With data science and the Wellcome Sanger Institute, we've been able to expand the genomic sequences of one particular species of gut bacteria associated with growth: Infantis. There's clustering and stratification of these strains by geography. There's a number of interventions now moving forward in the microbiome space targeting things like B. infantis supplementation or alteration of B. infantis and other bacteria. If we're using strains that were not mapped to the right geography, we may be much less likely to be affected.
Maybe the biggest area of future development is to re-examine how global health gets done. We're at an incredible inflection point where people are recognizing the incredible power imbalances in how decision-making is happening in this space, and then the need to re-examine how institutions in Europe and the United States are engaged in the global health space.

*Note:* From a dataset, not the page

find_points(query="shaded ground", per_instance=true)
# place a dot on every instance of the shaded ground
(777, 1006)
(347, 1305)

How do we redefine these roles and responsibilities of our institutions? And how do we find actionable ways to address some of the impacts of colonialism and power imbalances that historically not only led to the health disparities that we're trying to address, but have led to failures in the response to our ability to affect those disparities.
When we have strong bi-directional institutional partnerships, such as I've been fortunate to have with AKU, I think these are the types of partnerships where these difficult conversations can happen because of a real foundation of trust.
How do we recenter the research and the decision-making around research to institutions that are based within low- and middle-income settings and away from that sort of decision-making happening in the global north and then being sort of pushed on institutions in the global south.
I think that we have to think about partnership differently. When institutions in the US control the resources, we can be the kind of partner we want to be, because ultimately others are dependent on those resources flowing from us.
But I see that in the next 10 to 20 years, more and more resources are moving towards institutions in low- and middle-income countries, and institutions with the capacity to manage them, such as AKU… that's excellent. That's exactly what should be happening. But that means that our ability to be an effective partner now is not being judged by ourselves, but by the partner who controls the resources.
As I move into this role in Johns Hopkins, I think we need to think what does it mean to be a preferred partner? How do we ensure that we're being the kind of partner institutions that work with us want to see, so that we continue to be a partner that's sought out for the expertise that I hope we can continue to bring.